Admittedly, it is a fact that the Wattle extracts is not available for sale in India. Wattle extracts are basically solid mimosa extracts. The said product is an organic product with high quantity of bio-degradable vegetable tanning completely soluble in water. Thus, the assessee herein admittedly procured the said Wattle extracts and has distributed the same only to his members.
There is no outsider dealings in respect of the assessee. Admittedly, one cannot do business with one’s own members.
This being so, the primary condition of the Proviso to Section 2(15) which talks of “carrying on any activity in the nature of trade, commerce or business” itself fails. The assessee is not doing any trade, commerce or business in dealing with the Wattle extracts. It imports the products for its members and distributes the same for its members in the course of which minor surpluses are generated. This surplus is also not used for any other purposes but for doing charitable activities as permitted in the by-laws.
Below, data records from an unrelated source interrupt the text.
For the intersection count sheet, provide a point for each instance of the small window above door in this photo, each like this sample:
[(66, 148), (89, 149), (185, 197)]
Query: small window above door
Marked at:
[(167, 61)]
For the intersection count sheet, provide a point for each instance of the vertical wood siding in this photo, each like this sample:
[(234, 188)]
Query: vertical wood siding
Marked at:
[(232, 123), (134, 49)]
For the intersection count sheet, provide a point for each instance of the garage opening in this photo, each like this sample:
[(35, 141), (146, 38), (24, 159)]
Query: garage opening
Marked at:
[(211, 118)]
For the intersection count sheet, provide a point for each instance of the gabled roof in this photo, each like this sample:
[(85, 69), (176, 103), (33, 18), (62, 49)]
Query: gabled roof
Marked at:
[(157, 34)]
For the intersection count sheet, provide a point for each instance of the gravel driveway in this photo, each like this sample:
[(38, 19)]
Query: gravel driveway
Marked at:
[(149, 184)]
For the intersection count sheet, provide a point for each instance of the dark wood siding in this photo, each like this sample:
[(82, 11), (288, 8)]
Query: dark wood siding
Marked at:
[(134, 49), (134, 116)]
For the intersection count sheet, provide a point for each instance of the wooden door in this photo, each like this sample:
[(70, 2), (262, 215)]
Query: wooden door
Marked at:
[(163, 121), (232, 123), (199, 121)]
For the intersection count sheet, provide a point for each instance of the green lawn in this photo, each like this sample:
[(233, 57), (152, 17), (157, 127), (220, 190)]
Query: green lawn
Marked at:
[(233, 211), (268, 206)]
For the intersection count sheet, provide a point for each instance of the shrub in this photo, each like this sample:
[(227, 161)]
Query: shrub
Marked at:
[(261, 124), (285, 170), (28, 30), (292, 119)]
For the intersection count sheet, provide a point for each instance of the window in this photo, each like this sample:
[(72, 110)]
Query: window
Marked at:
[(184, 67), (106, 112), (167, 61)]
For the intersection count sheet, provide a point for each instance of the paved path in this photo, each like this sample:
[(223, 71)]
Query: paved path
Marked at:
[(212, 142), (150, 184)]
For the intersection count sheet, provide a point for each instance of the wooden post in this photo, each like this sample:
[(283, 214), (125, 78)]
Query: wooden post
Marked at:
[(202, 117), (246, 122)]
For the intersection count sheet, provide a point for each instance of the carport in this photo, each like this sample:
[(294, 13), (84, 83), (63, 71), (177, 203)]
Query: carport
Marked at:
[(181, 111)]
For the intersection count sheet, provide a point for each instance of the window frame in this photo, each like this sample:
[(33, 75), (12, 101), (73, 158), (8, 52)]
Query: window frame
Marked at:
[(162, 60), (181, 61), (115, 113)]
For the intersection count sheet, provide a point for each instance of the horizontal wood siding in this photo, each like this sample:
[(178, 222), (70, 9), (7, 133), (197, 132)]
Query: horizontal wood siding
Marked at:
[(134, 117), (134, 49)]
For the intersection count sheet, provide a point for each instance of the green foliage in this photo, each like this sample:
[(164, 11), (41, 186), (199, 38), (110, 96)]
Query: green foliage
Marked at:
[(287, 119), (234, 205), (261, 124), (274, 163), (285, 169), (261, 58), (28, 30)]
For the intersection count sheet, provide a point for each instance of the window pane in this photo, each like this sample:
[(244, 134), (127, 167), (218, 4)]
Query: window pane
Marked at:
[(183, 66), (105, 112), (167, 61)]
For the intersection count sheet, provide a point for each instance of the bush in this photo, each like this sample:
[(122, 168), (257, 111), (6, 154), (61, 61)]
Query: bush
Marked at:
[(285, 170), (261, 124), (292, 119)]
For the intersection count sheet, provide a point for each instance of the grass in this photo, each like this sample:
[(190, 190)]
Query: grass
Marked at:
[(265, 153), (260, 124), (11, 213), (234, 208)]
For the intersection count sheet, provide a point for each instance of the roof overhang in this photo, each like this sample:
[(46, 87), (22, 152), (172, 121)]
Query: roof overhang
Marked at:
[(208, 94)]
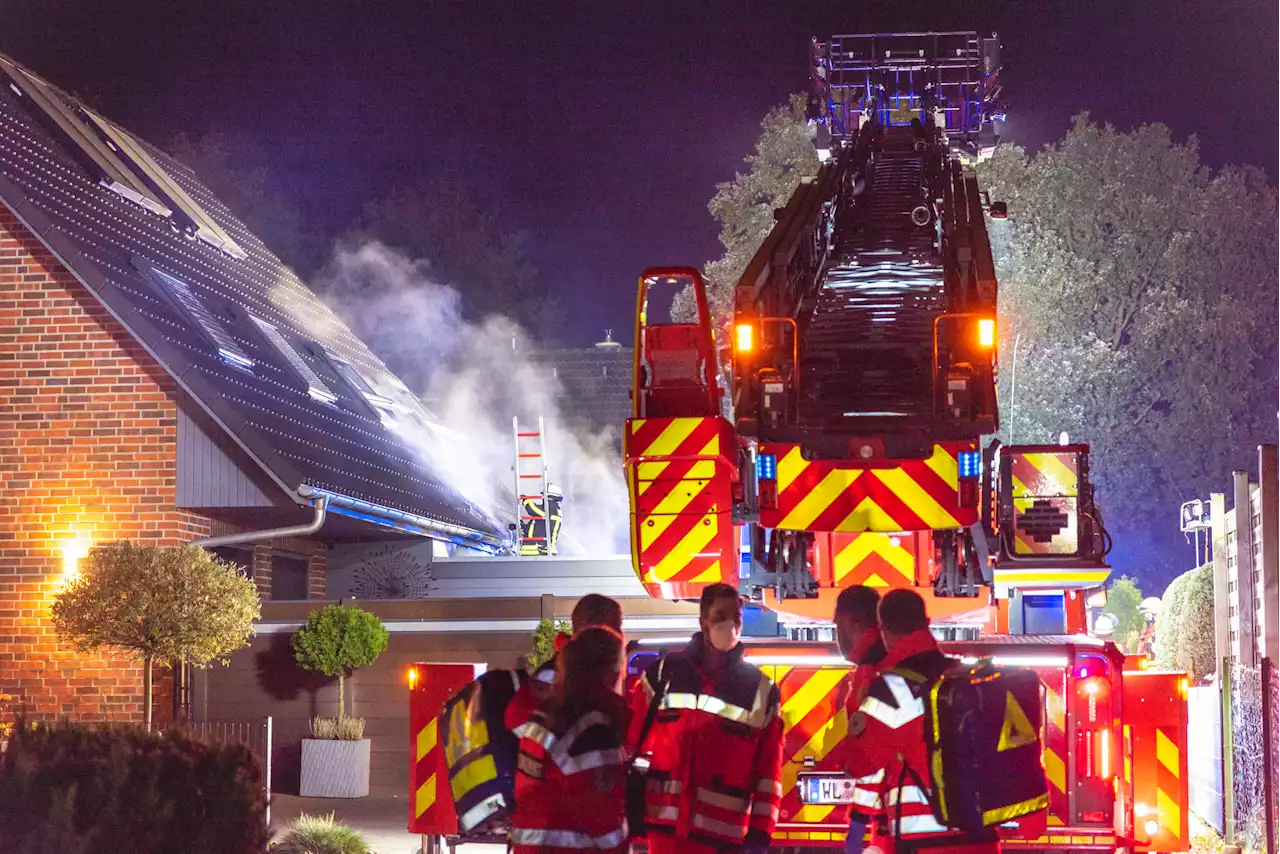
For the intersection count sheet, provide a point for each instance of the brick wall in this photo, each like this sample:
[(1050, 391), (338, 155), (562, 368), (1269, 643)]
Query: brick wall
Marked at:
[(88, 429)]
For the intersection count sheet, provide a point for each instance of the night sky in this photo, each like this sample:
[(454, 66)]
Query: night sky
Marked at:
[(600, 128)]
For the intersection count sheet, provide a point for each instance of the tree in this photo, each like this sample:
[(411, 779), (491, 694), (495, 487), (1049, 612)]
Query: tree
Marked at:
[(544, 642), (159, 604), (1136, 284), (234, 169), (1123, 602), (1169, 622), (1196, 642), (337, 640), (465, 247), (744, 206)]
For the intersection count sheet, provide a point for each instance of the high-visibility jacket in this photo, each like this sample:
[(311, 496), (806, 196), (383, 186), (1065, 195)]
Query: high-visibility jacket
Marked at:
[(530, 695), (887, 736), (571, 784), (868, 790), (714, 750)]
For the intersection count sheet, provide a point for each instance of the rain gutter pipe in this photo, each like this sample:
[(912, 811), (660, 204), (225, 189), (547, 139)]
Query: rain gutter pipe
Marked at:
[(406, 523), (320, 505)]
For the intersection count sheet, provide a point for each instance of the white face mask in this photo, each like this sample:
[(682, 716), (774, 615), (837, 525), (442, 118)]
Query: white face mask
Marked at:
[(725, 635)]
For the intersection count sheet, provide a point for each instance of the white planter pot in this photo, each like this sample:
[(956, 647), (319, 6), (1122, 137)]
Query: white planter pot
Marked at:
[(333, 768)]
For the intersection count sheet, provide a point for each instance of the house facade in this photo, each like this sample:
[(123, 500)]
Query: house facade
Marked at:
[(164, 378)]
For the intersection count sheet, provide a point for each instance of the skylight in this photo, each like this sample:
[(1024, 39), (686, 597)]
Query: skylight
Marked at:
[(316, 387), (78, 140), (196, 313), (156, 179)]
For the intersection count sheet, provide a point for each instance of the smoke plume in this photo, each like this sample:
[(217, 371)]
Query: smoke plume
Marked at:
[(475, 378)]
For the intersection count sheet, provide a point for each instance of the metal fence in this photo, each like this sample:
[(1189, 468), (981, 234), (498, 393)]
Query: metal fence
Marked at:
[(255, 735), (1205, 754)]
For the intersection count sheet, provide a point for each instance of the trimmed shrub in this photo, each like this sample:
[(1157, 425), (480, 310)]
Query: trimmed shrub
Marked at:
[(74, 788), (321, 835)]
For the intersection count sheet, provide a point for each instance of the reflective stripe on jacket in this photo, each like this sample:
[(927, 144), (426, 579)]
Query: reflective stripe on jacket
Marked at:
[(571, 785), (714, 749)]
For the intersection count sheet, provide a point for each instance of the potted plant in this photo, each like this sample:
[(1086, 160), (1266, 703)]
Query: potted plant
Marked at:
[(337, 640)]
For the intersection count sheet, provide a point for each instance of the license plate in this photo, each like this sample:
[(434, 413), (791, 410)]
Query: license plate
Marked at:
[(833, 789)]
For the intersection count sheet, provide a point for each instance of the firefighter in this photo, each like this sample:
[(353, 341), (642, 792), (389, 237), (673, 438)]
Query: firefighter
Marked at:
[(859, 640), (593, 610), (571, 771), (540, 523), (716, 743), (887, 735)]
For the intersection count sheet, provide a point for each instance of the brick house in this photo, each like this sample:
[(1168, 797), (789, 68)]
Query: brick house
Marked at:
[(165, 379)]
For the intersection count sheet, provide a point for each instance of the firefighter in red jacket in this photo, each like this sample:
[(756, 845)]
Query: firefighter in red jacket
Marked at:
[(859, 640), (592, 610), (571, 770), (887, 735), (716, 745)]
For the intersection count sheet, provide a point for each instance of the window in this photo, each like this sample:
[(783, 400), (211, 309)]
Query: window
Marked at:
[(316, 387), (158, 181), (288, 576), (49, 109), (179, 295), (115, 159)]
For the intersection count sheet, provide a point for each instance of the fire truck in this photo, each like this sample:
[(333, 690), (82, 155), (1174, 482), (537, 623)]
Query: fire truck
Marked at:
[(844, 443)]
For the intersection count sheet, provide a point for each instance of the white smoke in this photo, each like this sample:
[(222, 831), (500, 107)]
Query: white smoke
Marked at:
[(475, 378)]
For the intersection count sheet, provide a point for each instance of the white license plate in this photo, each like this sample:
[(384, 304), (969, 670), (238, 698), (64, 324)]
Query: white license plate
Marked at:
[(827, 790)]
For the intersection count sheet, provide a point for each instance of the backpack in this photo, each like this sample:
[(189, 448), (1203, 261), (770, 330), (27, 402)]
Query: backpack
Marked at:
[(480, 752), (982, 730)]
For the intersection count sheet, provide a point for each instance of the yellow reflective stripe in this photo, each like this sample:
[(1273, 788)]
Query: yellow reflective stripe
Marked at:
[(1001, 814), (471, 775), (426, 740)]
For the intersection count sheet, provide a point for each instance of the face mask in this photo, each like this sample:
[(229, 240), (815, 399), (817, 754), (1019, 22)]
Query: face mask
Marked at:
[(725, 635)]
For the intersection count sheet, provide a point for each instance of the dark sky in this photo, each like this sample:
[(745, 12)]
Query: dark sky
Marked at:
[(600, 128)]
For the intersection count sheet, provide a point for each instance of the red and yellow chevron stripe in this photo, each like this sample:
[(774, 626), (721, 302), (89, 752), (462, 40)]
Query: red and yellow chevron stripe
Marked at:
[(813, 725), (1046, 502), (430, 805), (842, 496), (871, 558), (680, 476), (1055, 748)]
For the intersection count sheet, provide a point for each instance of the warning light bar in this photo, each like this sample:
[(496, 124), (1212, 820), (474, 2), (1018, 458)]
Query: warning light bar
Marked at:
[(987, 332)]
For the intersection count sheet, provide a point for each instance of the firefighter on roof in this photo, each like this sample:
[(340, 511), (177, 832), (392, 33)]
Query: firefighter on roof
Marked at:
[(859, 640), (571, 771), (716, 743), (887, 735), (539, 525)]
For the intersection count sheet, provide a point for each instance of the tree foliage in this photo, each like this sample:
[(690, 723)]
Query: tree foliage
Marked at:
[(337, 640), (440, 222), (744, 206), (1123, 601), (1184, 628), (158, 604), (544, 642), (1137, 286)]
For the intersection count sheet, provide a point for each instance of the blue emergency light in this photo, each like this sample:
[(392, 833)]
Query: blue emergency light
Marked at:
[(766, 467)]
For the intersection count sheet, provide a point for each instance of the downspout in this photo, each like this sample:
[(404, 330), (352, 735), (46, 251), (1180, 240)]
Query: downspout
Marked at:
[(320, 503)]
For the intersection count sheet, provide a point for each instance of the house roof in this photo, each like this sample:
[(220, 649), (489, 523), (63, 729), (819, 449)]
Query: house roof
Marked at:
[(595, 384), (238, 330)]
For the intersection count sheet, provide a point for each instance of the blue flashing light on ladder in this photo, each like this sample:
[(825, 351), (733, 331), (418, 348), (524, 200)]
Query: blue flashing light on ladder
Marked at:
[(766, 467)]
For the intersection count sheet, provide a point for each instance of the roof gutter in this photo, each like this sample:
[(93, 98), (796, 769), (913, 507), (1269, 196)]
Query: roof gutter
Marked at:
[(406, 523), (319, 503)]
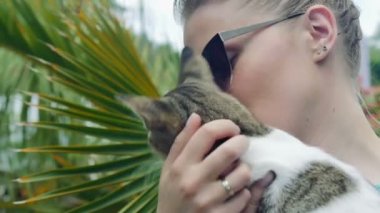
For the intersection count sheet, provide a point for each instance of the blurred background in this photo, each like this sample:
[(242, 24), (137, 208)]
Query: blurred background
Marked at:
[(66, 144)]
ITA Nos. 2006, 2007 & 2008/Chny/2014 & :- 7 -: Further, the assessee has been granted registration u/s.12AA after considering the main and primary objects of the assessee which has been extracted above. 12. This being so, it cannot be said that the activity of the assessee in importing or procuring the Wattle extracts and distributing the same within its members is an activity which is hit by the Proviso to Section 2(15) of the Income Tax Act, 1961.
In the circumstances, the Assessing Officer is directed to grant the assessee the benefit of exemption u/s.11 of the Income Tax Act, 1961 in respect of the excess of income over expenditure as generated by the assessee.
In the result, the appeal of the assessee is allowed and in respect of the appeals filed by the Revenue, though even on merits, the issue is liable to be held in favour of the assessee on account of tax effect also, the appeals of the Revenue are dismissed.
Order pronounced on the 25th day of November, 2019 in Chennai.